The New Empirical Study
How did search behavior change following Google’s 2010 European trademark policy change? Did unleashing competitive keyword advertising hurt trademark owners? Two researchers, Stefan Bechtold (ETH Zurich) and Catherine Tucker (MIT Sloan School of Management) set to find out. Using a huge database of consumer clickstream data from Nielsen Europe, they could track what searchers did after submitting search queries to Google, and they could see how the searchers’ behavior differed before and after Google’s 2010 policy change.
Their top-line assessment of Google’s trademark policy change:
there was no large measurable average effect that can be traced in our data to the change in Google’s policy
While the net effect is negligible, the researchers argue the story is more complicated. They think Google’s policy change produced two offsetting changes in searcher behavior:
after the policy change, there was a 9.2 percent decrease in consumers visiting the trademark owners’ website who used a search phrase that exactly matched the trademark. However, consumers who were searching using the trademark alongside other words were more likely to reach the trademark owners’ website in 14.7% of all browsing sessions.
About 20% of the dataset consisted of searches using the trademark alone or otherwise looked like they wanted to find the trademark owner’s site; the remaining 80% of the queries were the trademark plus other keywords. So out of the small minority of searches in the first group, trademark owners lost some traffic to their website following Google’s policy change; but for the larger remainder of search queries, Google’s policy change produced more traffic for the trademark owner (and, the study adds, those users spent more time on the trademark owner’s website once they got there).

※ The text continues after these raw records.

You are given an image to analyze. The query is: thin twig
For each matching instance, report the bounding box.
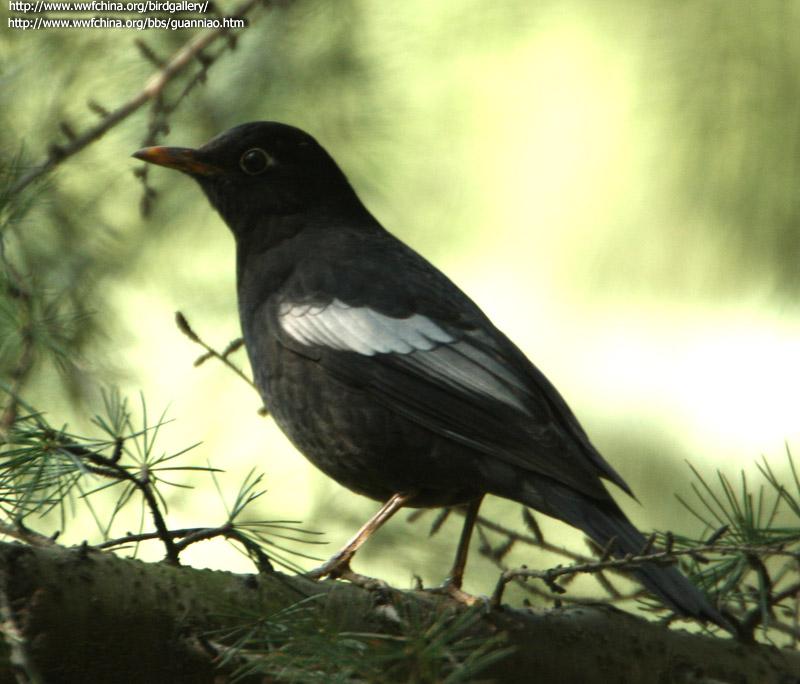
[9,0,267,195]
[175,311,267,416]
[53,434,180,565]
[492,544,798,605]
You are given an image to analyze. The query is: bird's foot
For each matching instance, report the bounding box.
[425,577,484,606]
[306,553,352,580]
[306,553,389,590]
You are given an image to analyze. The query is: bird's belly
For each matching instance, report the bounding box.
[264,351,480,506]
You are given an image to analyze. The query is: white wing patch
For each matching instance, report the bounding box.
[278,299,455,356]
[278,299,528,413]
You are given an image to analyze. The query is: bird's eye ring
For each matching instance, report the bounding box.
[239,147,275,176]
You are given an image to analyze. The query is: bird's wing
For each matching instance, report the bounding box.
[266,232,629,498]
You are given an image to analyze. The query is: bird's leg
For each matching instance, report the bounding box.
[307,494,414,583]
[445,496,483,589]
[433,496,483,606]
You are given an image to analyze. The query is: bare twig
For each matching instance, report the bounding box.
[175,311,267,416]
[10,0,269,194]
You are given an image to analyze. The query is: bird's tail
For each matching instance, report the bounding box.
[530,485,736,634]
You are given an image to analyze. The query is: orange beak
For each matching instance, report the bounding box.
[131,147,222,176]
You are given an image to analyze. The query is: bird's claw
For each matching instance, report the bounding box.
[425,577,483,606]
[306,555,389,590]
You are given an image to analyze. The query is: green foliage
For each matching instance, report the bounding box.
[208,596,511,684]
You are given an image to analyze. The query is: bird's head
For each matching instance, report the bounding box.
[133,121,360,237]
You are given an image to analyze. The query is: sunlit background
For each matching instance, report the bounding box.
[0,0,800,608]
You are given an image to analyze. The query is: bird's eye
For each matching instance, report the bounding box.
[239,147,275,176]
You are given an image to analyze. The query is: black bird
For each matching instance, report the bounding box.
[134,122,730,629]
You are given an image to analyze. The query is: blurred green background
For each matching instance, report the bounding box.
[0,0,800,608]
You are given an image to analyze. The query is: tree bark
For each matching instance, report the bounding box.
[0,543,800,684]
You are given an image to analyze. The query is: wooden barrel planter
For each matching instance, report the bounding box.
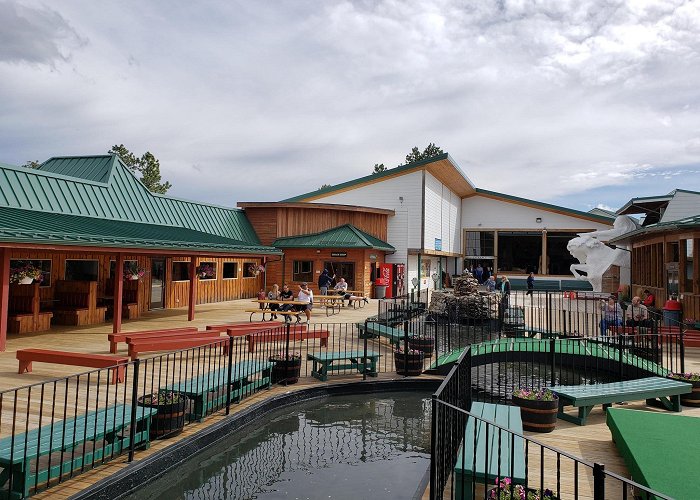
[270,356,301,385]
[394,352,424,377]
[137,394,187,439]
[408,337,435,358]
[513,396,559,432]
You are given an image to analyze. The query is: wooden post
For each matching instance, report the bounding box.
[112,253,124,333]
[0,248,10,352]
[187,255,197,321]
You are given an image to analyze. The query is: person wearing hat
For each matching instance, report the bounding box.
[297,283,314,323]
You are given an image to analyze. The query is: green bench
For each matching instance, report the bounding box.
[161,361,274,421]
[0,405,156,498]
[548,377,693,425]
[453,402,526,500]
[306,351,379,382]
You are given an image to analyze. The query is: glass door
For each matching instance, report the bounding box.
[151,259,165,309]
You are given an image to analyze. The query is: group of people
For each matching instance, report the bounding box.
[258,269,369,323]
[600,290,655,336]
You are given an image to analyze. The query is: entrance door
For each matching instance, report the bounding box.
[323,262,357,290]
[151,259,165,309]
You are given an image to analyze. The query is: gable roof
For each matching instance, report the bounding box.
[0,154,274,251]
[272,224,396,252]
[282,153,475,202]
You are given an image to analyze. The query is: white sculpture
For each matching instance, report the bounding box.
[566,215,637,292]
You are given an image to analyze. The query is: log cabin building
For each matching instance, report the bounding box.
[0,155,281,351]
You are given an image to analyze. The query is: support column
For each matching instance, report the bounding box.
[112,253,124,333]
[187,255,197,321]
[0,248,10,352]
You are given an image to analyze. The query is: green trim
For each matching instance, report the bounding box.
[476,188,615,224]
[272,224,396,252]
[282,153,452,202]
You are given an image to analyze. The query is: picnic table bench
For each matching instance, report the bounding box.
[161,361,274,421]
[548,377,693,425]
[306,351,380,382]
[0,404,156,498]
[16,349,129,384]
[453,402,526,500]
[107,326,198,354]
[246,325,330,352]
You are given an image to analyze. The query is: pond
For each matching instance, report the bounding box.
[129,392,430,500]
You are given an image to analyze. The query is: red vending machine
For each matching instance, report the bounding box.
[374,264,394,299]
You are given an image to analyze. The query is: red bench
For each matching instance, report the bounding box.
[17,349,129,384]
[246,330,330,352]
[107,326,198,354]
[127,335,229,360]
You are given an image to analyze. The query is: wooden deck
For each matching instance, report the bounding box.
[0,299,700,498]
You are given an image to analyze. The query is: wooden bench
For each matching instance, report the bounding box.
[0,405,156,498]
[107,326,198,354]
[548,377,693,425]
[127,334,228,360]
[246,325,330,352]
[53,280,107,326]
[17,349,129,384]
[452,402,526,500]
[306,351,380,382]
[7,283,53,333]
[163,361,274,421]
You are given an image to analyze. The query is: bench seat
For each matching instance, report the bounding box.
[548,377,693,425]
[453,402,526,500]
[16,349,129,384]
[0,405,156,498]
[306,351,380,382]
[163,361,274,421]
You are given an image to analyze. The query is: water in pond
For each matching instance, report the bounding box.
[130,393,430,500]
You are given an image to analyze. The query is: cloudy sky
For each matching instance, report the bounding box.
[0,0,700,210]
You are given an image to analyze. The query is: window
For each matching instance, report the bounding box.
[10,259,51,287]
[223,262,238,280]
[292,260,314,283]
[173,262,190,281]
[65,260,99,281]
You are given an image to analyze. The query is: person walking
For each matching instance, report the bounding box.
[525,273,535,295]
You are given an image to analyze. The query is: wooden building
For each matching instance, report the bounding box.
[0,155,280,351]
[238,202,395,296]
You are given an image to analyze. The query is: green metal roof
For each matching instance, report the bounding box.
[0,155,260,245]
[282,153,456,201]
[0,207,281,254]
[272,224,396,252]
[476,188,615,224]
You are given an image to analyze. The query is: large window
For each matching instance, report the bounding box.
[10,259,51,287]
[223,262,238,280]
[292,260,314,283]
[173,261,190,281]
[65,260,99,281]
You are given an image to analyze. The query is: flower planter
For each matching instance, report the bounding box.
[394,352,424,377]
[137,394,187,439]
[270,358,301,385]
[513,396,559,432]
[408,338,435,358]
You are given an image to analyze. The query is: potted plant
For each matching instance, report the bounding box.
[394,346,425,377]
[137,391,187,439]
[10,263,44,285]
[486,477,557,500]
[269,351,301,385]
[513,388,559,432]
[668,372,700,406]
[124,262,146,281]
[197,264,214,280]
[408,332,435,358]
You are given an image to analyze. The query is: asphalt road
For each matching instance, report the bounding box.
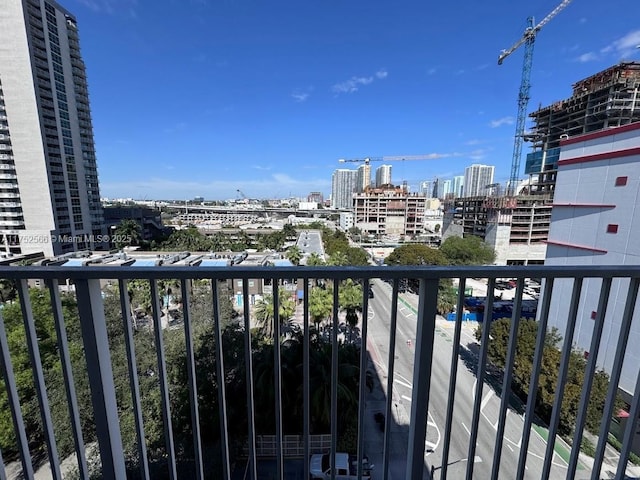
[360,280,589,480]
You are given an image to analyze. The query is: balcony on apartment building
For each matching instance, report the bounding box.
[0,264,640,480]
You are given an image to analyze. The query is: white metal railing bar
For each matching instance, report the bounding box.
[211,280,232,480]
[118,280,150,480]
[74,278,126,480]
[18,280,62,480]
[382,278,399,480]
[242,280,256,480]
[0,311,33,478]
[180,279,204,480]
[45,280,89,478]
[440,278,467,480]
[406,276,438,480]
[567,278,612,478]
[492,278,524,480]
[591,277,640,480]
[615,354,640,480]
[329,280,340,480]
[302,277,310,480]
[516,278,554,479]
[5,265,640,280]
[356,279,371,480]
[542,278,582,478]
[151,280,178,480]
[271,278,284,480]
[465,278,495,480]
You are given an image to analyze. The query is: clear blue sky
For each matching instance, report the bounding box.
[66,0,640,199]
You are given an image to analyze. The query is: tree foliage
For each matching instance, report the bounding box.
[114,218,142,248]
[440,236,496,265]
[476,318,621,435]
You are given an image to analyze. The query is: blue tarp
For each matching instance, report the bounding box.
[198,258,229,267]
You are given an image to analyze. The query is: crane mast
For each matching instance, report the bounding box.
[498,0,572,195]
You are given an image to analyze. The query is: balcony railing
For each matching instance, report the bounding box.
[0,264,640,480]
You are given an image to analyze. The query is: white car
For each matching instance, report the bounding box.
[309,453,373,480]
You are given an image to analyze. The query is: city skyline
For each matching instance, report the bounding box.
[46,0,640,199]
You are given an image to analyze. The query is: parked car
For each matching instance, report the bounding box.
[309,452,373,480]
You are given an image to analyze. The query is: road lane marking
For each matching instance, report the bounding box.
[396,373,413,388]
[393,378,412,389]
[480,391,493,411]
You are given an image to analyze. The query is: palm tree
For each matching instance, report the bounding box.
[254,295,296,337]
[327,252,349,267]
[113,218,142,248]
[338,278,362,340]
[307,252,325,267]
[287,245,302,265]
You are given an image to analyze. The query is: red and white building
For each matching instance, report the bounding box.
[545,122,640,438]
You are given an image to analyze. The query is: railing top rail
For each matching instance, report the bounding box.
[0,265,640,279]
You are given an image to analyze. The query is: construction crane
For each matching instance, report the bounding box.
[498,0,572,195]
[338,153,457,165]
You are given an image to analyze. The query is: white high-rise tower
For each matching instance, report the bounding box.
[0,0,105,256]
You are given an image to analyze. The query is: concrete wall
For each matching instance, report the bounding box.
[546,124,640,394]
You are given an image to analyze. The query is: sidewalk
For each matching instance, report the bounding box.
[399,293,640,480]
[364,334,409,480]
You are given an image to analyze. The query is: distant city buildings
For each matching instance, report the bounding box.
[376,165,391,187]
[103,206,166,241]
[463,164,496,197]
[418,180,433,197]
[307,192,324,204]
[331,168,358,210]
[356,163,371,192]
[0,0,107,256]
[353,188,427,237]
[443,62,640,265]
[438,180,455,198]
[453,175,464,198]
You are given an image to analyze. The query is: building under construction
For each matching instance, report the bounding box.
[443,62,640,265]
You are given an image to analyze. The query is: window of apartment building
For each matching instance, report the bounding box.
[616,177,628,187]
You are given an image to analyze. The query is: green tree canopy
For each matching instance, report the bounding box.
[440,236,496,265]
[385,243,447,265]
[287,245,302,265]
[113,218,142,248]
[476,318,621,434]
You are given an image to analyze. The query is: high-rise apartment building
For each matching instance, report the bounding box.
[418,180,433,198]
[464,164,495,197]
[438,180,453,198]
[356,163,371,192]
[376,165,391,187]
[0,0,105,256]
[453,175,464,198]
[331,168,358,210]
[353,187,427,237]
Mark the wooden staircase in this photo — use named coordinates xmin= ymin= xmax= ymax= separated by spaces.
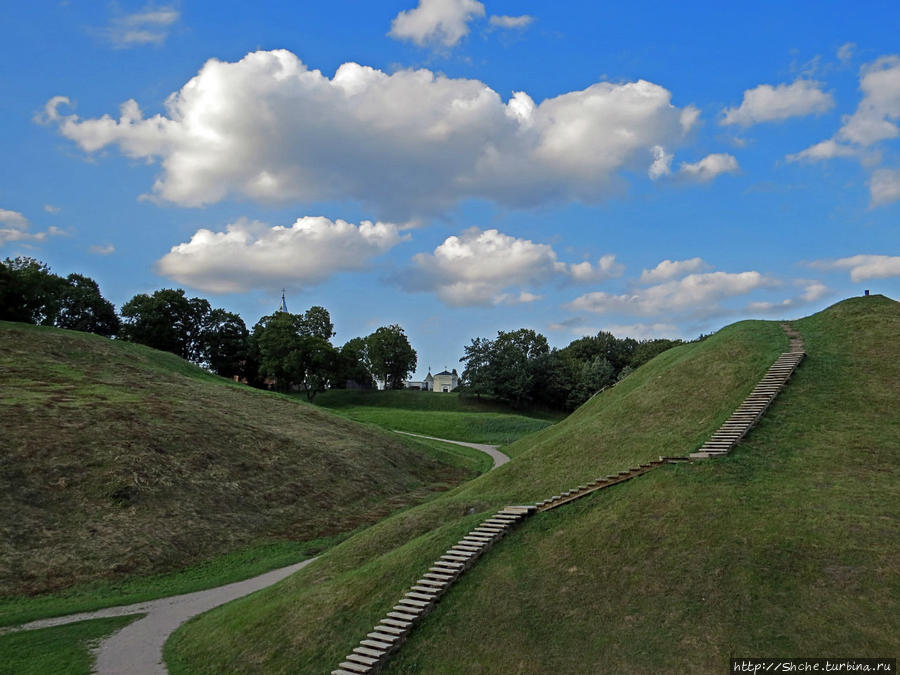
xmin=331 ymin=505 xmax=536 ymax=675
xmin=536 ymin=457 xmax=688 ymax=511
xmin=689 ymin=324 xmax=806 ymax=459
xmin=331 ymin=324 xmax=806 ymax=675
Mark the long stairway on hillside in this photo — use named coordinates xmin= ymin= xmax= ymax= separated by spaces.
xmin=331 ymin=324 xmax=806 ymax=675
xmin=690 ymin=324 xmax=806 ymax=459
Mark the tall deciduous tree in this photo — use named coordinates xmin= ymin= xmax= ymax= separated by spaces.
xmin=0 ymin=257 xmax=119 ymax=337
xmin=253 ymin=307 xmax=337 ymax=400
xmin=120 ymin=288 xmax=209 ymax=361
xmin=366 ymin=324 xmax=417 ymax=389
xmin=203 ymin=309 xmax=248 ymax=377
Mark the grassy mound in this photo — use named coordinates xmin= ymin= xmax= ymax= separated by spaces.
xmin=387 ymin=297 xmax=900 ymax=673
xmin=314 ymin=390 xmax=565 ymax=452
xmin=166 ymin=314 xmax=808 ymax=673
xmin=0 ymin=322 xmax=481 ymax=613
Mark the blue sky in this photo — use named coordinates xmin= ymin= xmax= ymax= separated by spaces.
xmin=0 ymin=0 xmax=900 ymax=376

This traffic doesn’t necessarily translate into greater sales for the trademark owner, but it raises serious questions about the trademark owners’ fears that competitive keyword advertising means that rivals can hijack customers. If anything, the dataset suggests that, on average, Google’s trademark policy liberalization produces a win-win-win situation: trademark owners get more traffic, consumers get exposed to more competitive options, and Google makes more money.
If competitive keyword advertising is truly good news for all players, it’s a reminder that policy-makers should tread cautiously when regulating consumer search processes. If they act on intuition or overly cater to trademark owners’ requests–instead of basing their policy decisions on empirical evidence about consumer behavior–trademark regulators can easily lock in socially suboptimal policy results.
For more in-depth reading on this topic, see my 2005 article, Deregulating Relevancy in Internet Trademark Law (anticipating some of the results validated by the study), and my 2009 article, Brand Spillovers.
Citation: Stefan Bechtold & Catherine Tucker, Trademarks, Triggers and Online Searches (July 23, 2013 version).